Redner bespricht sodann die Gewinnung von Schlackencement und die Verwerthung von
Thomasschlacke.
Bei der auf den Vortrag folgenden lebhaften Discussion erwähnte zunächst Prof. Roberts-Austen, dass er in Eisleben Wege, die mit
getemperter Schlacke gepflastert waren, gesehen hatte.
J. Lowthian Bell schätzt die Production von Eisen in
England auf 10000000 t. Er selbst erzeugt jährlich etwa ½ Million Tonnen Schlacke.
Mit gemahlener Thomasschlacke habe er als Landwirth keine günstigen Resultate
erzielt. Er vertheidigt die englischen Farmer, welche sich mit diesem Material nicht
so schnell befreunden konnten als die deutschen Landwirthe.
G. J. Snelus rühmt die guten Eigenschaften von
Bausteinen, welche er aus Schlackensand hergestellt hat. Dieselben wurden vor 18
Jahren in einem Wasserlauf gebettet und sind heute noch intact, während gewöhnliche
Ziegelware in derselben Zeit stark gelitten hat. Er zweifelt nicht daran, dass die
Zeit kommen wird, in welcher die Schlacke ein werthvolles Material werden wird. Ein
englisches Werk, mit dem er in Verbindung steht, verkauft gegenwärtig wöchentlich
1000 t Schlacke zum Preise von 1 Sh. 6 d. für Strassenbauten.
Percy Gilchrist spricht seine Ueberraschung darüber aus,
dass eine so grosse Menge Schlacke, etwa 1 Million Tonnen jährlich, für Wegbauten
Verwendung finde. Basische Schlacke wurde im vergangenen Jahre in einer Menge von
etwa 600000 t hergestellt mit annähernd 17 Proc. Phosphorsäure und 60 Proc. Kalk.
Sie ist zwar für manche, jedoch nicht für alle Böden als Dünger geeignet, so nicht
für kalkreiche.
Hutchinson erwähnt Hafenbauten, bei denen fast nur
Schlackencement verwendet wird. Das Concret hat bisher gut gehalten und wurde so
hart, dass bei der Lostrennung eines Theiles der Masse besonders harte stählerne
Werkzeuge verwendet werden mussten, und dass die Schlacke sich nicht von der
Mörtelmasse trennen liess, sondern mit dieser gemeinsam absprang.

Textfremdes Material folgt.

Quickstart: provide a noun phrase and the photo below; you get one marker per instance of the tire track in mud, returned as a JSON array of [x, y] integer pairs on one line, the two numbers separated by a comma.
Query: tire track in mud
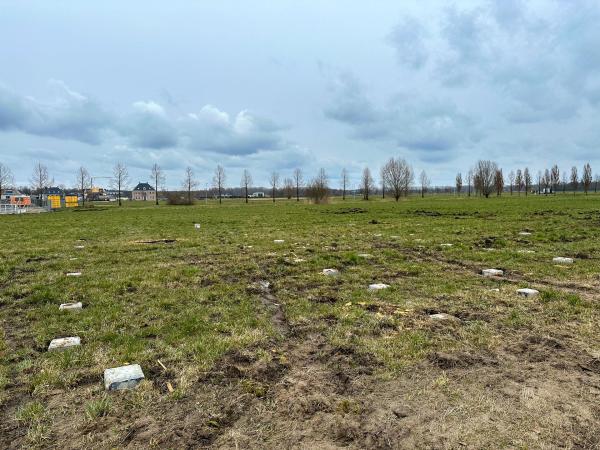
[[508, 277]]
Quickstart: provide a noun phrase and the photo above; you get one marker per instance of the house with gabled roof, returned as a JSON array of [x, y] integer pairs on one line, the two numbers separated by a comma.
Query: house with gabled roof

Reid hält einen Gehalt von 3 Proc. Calciumsulfat im
Schlackencement für gefährlich. Er erwähnt ein Experiment, das leicht anzustellen
ist. Erhitzt man ein Stück Gyps zur Entwässerung, taucht es hierauf in Wasser und
lässt dasselbe einige Monate unter Wasser stehen, so bedeckt sich das ganze Stück
mit prächtigen Krystallen. Er hat auf diese Weise 2 cm lange Krystalle erzielt. Es
ist keine Frage, dass derselbe Process sich auch abspielt, wenn man Mörtel unter
Wasser erhärten lässt. Der Hauptübelthäter ist der Schwefel. Reid erinnert auch an den von anderer Seite gerügten Uebelstand im
Gebrauche der Schlackenwolle, dass dieselbe an feuchter Luft Schwefelwasserstoff
entwickelt. Nach Steward ist von einer derartigen
Belästigung nichts zu bemerken; er habe 20 Jahre in einem Hause gewohnt, in welcher
Schlackenwolle Verwendung fand, habe aber weder je einen Geruch von
Schwefelwasserstoff bemerkt, noch sei er sonst in irgend welcher Weise belästigt
worden.
George C. Bryan in Birmingham stellt zellig-poröse Schlacke, die als Baumaterial Verwendung
finden soll, in der Weise dar, dass er geschmolzene Schlacke, wie sie aus dem
Ofen kommt, in einen Behälter bringt, in welchem sich Kohle befindet, welche mit
einem Korbe oder Gitter niedergedrückt wird. In diese Kohle treibt man einen
Dampfstrahl; der Dampf wird unter Einwirkung der glühenden Kohle in Kohlensäure und
Wasserstoff zerlegt, dieser soll den in der Schlacke enthaltenen Schwefel als
Schwefelwasserstoff entfernen (offenbar könnte höchstens der unveränderte
Wasserdampf diese Wirkung ausüben. D. Ref.) und gemeinsam mit der Kohlensäure die
Schlacke zellig-porös auftreiben. Die so gewonnenen Bausteine lassen sich leicht mit
Hilfe von Cement vereinigen und können entweder für sich oder mit dichter Schlacke
verschmolzen verwendet werden. Blöcke von theilweise compacter, theilweise poröser
Schlacke sollen ein ausgezeichnetes Pflastermaterial bilden (D. R. P. Nr. 51342 vom
26. März 1889).
(Fortsetzung folgt.)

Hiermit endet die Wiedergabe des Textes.